Wednesday, April 5, 2017
4 p.m. – 5:30 p.m.
McKinney Conference Room
The international aid community presents education and employment as the keys to mitigating youth participation in violence. Yet, existing evidence suggests that faith in such programs may be misplaced. Based on in-depth qualitative research with youth in Nairobi, this talk investigates the disconnect between faith and evidence, arguing that the dominant discourse surrounding education and employment programs makes problematic presumptions about youth and their interests. The predominantly economic theory of change upon which such programs are based overlooks the self-identity and interconnectedness factors that underlie youth hopes and aspirations, as well as governance and structural conditions that limit them. The qualitative research lays the foundation for a new quantitative study in-progress using a regression discontinuity design (RDD) of youth who just pass and just miss access to government funding for university. The RDD traces the effect of met vs. dashed aspirations on peace and conflict attitudes and behaviors.

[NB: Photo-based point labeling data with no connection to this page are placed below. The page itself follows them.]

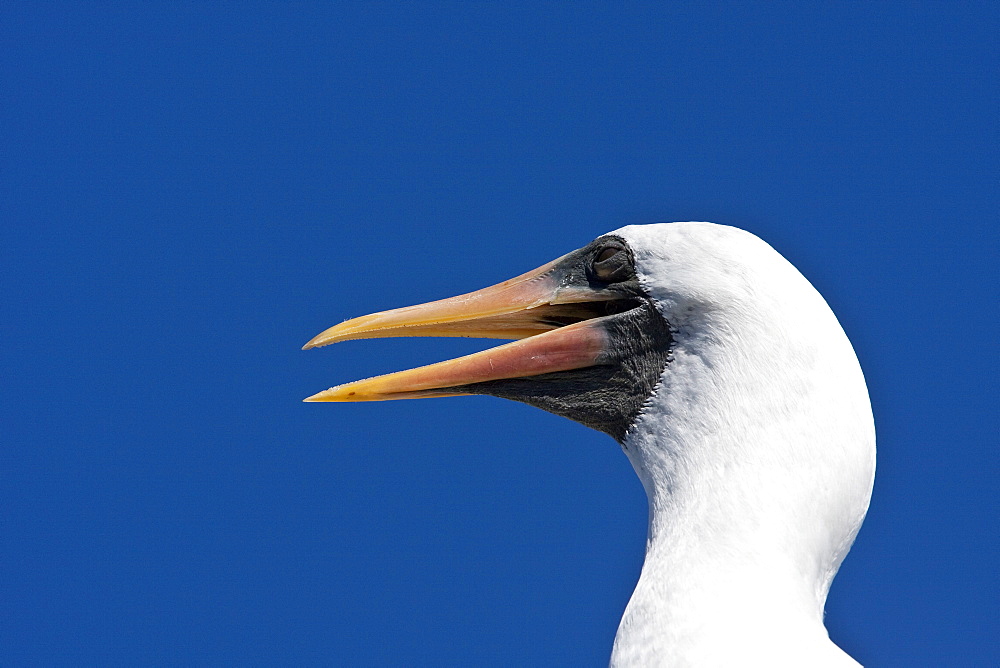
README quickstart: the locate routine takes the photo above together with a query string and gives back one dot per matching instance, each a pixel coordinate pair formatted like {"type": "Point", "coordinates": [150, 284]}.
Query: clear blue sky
{"type": "Point", "coordinates": [190, 193]}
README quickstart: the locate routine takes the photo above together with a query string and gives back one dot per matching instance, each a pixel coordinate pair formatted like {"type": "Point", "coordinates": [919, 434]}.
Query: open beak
{"type": "Point", "coordinates": [558, 325]}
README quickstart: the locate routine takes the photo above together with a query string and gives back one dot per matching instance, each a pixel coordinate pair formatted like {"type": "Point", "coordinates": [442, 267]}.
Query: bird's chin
{"type": "Point", "coordinates": [588, 349]}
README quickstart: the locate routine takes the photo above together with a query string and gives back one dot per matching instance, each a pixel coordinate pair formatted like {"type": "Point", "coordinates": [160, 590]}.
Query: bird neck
{"type": "Point", "coordinates": [754, 499]}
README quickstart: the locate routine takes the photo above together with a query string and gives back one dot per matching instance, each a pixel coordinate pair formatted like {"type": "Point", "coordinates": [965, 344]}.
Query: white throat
{"type": "Point", "coordinates": [757, 456]}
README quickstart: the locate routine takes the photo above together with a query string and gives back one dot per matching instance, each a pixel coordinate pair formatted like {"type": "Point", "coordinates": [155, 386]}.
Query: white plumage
{"type": "Point", "coordinates": [757, 453]}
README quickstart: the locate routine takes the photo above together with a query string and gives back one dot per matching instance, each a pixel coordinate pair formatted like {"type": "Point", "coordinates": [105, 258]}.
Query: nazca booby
{"type": "Point", "coordinates": [736, 395]}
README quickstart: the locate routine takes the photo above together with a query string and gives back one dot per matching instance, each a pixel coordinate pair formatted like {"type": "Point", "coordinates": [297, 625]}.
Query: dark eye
{"type": "Point", "coordinates": [613, 264]}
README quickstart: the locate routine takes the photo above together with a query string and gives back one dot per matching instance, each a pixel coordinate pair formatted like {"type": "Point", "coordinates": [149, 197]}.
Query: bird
{"type": "Point", "coordinates": [733, 390]}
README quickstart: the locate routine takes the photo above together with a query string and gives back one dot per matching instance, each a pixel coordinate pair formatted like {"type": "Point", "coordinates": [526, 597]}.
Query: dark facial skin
{"type": "Point", "coordinates": [607, 397]}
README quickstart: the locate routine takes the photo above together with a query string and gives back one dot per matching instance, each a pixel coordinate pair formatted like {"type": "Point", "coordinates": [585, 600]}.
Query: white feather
{"type": "Point", "coordinates": [757, 453]}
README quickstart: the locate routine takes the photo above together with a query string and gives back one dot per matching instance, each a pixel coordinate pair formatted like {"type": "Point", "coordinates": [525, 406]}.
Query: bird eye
{"type": "Point", "coordinates": [613, 264]}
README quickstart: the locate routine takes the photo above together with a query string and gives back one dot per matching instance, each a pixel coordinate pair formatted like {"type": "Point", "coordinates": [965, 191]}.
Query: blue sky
{"type": "Point", "coordinates": [190, 193]}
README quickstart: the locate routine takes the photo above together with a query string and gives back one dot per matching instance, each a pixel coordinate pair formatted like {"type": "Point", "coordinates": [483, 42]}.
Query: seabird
{"type": "Point", "coordinates": [731, 387]}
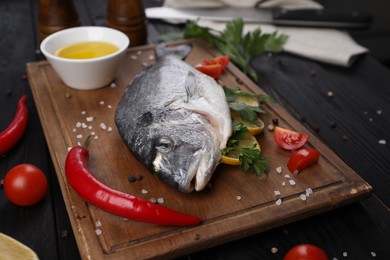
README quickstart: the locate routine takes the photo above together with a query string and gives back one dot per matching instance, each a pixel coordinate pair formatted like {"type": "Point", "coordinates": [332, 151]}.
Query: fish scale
{"type": "Point", "coordinates": [175, 120]}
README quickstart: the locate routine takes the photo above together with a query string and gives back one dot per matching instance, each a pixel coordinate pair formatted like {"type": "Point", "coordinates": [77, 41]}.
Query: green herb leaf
{"type": "Point", "coordinates": [250, 158]}
{"type": "Point", "coordinates": [231, 41]}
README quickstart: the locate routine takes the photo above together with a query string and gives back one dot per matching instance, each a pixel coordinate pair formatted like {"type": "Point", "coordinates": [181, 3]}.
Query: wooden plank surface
{"type": "Point", "coordinates": [225, 217]}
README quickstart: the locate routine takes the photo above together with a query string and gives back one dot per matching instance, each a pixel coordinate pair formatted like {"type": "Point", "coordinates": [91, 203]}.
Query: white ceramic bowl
{"type": "Point", "coordinates": [85, 73]}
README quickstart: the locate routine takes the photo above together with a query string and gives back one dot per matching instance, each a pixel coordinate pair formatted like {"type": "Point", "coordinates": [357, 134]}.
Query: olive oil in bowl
{"type": "Point", "coordinates": [86, 50]}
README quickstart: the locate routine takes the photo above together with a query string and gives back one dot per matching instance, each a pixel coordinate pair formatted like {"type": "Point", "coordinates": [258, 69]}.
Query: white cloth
{"type": "Point", "coordinates": [326, 45]}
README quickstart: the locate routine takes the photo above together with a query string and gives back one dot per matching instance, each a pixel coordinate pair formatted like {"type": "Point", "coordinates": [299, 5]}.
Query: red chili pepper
{"type": "Point", "coordinates": [114, 201]}
{"type": "Point", "coordinates": [15, 130]}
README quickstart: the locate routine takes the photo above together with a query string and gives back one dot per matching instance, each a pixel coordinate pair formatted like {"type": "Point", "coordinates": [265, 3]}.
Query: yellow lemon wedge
{"type": "Point", "coordinates": [250, 101]}
{"type": "Point", "coordinates": [12, 249]}
{"type": "Point", "coordinates": [232, 158]}
{"type": "Point", "coordinates": [254, 128]}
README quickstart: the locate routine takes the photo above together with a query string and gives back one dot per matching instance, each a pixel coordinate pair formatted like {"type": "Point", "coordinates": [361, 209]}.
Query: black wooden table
{"type": "Point", "coordinates": [351, 122]}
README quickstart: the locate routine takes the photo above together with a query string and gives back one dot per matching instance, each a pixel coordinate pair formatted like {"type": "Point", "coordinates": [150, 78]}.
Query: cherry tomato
{"type": "Point", "coordinates": [223, 60]}
{"type": "Point", "coordinates": [213, 70]}
{"type": "Point", "coordinates": [306, 252]}
{"type": "Point", "coordinates": [288, 139]}
{"type": "Point", "coordinates": [25, 185]}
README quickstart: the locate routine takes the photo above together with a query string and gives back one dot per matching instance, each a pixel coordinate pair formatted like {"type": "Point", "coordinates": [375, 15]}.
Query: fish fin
{"type": "Point", "coordinates": [180, 51]}
{"type": "Point", "coordinates": [192, 89]}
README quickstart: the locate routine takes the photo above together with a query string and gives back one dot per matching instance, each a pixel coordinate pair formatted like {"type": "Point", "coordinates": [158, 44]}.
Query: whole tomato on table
{"type": "Point", "coordinates": [25, 185]}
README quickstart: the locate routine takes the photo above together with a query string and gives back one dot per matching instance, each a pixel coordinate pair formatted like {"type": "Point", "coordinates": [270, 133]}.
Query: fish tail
{"type": "Point", "coordinates": [181, 51]}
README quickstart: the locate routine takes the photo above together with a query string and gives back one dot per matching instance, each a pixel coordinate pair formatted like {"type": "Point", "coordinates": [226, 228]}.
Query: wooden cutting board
{"type": "Point", "coordinates": [238, 204]}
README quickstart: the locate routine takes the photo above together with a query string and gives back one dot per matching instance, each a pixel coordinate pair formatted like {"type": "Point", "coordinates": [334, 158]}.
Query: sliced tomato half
{"type": "Point", "coordinates": [213, 70]}
{"type": "Point", "coordinates": [288, 139]}
{"type": "Point", "coordinates": [301, 159]}
{"type": "Point", "coordinates": [223, 60]}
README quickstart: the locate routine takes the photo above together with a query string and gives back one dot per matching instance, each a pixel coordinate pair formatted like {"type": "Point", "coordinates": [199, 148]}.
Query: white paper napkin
{"type": "Point", "coordinates": [326, 45]}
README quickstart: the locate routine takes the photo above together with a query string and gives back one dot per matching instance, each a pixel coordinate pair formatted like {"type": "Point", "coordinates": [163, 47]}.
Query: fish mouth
{"type": "Point", "coordinates": [199, 172]}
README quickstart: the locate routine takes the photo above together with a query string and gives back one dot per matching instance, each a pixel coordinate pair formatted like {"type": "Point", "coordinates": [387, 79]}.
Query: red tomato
{"type": "Point", "coordinates": [306, 252]}
{"type": "Point", "coordinates": [223, 60]}
{"type": "Point", "coordinates": [25, 185]}
{"type": "Point", "coordinates": [302, 158]}
{"type": "Point", "coordinates": [288, 139]}
{"type": "Point", "coordinates": [213, 70]}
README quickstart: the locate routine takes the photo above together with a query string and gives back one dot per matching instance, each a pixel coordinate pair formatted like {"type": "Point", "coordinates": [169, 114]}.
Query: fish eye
{"type": "Point", "coordinates": [164, 144]}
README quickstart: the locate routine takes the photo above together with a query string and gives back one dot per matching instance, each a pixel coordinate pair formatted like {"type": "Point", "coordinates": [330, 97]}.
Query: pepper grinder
{"type": "Point", "coordinates": [128, 16]}
{"type": "Point", "coordinates": [56, 15]}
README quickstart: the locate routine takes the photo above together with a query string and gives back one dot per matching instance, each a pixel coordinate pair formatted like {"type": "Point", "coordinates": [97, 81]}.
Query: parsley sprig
{"type": "Point", "coordinates": [250, 156]}
{"type": "Point", "coordinates": [246, 112]}
{"type": "Point", "coordinates": [239, 47]}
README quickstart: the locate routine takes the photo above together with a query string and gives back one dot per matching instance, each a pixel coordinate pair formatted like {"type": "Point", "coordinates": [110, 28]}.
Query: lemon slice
{"type": "Point", "coordinates": [12, 249]}
{"type": "Point", "coordinates": [232, 158]}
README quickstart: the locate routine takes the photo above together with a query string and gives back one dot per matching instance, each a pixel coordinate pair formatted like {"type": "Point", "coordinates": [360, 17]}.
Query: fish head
{"type": "Point", "coordinates": [185, 155]}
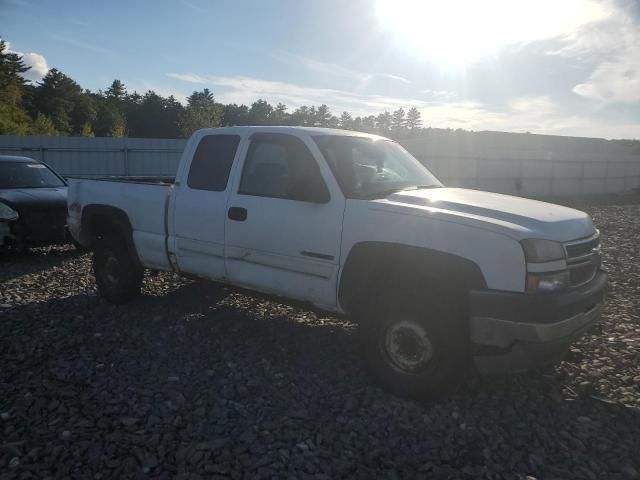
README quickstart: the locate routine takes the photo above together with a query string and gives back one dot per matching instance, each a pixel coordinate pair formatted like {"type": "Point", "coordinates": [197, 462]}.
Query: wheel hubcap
{"type": "Point", "coordinates": [111, 269]}
{"type": "Point", "coordinates": [408, 346]}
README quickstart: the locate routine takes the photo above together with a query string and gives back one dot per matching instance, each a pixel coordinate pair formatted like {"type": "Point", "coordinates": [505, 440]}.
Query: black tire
{"type": "Point", "coordinates": [118, 275]}
{"type": "Point", "coordinates": [416, 348]}
{"type": "Point", "coordinates": [78, 246]}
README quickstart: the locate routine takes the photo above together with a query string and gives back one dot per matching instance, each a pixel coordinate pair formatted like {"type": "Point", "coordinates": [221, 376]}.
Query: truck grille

Elisabeth King is Associate Professor of International Education & Politics at New York University and the founding director of NYU's new undergraduate minor in Peace and Conflict Studies. Her first book From Classrooms to Conflict in Rwanda, was named a Choice 2015 Outstanding Academic Title. She is currently working on several mixed-methods interdisciplinary projects studying development, conflict and peacebuilding.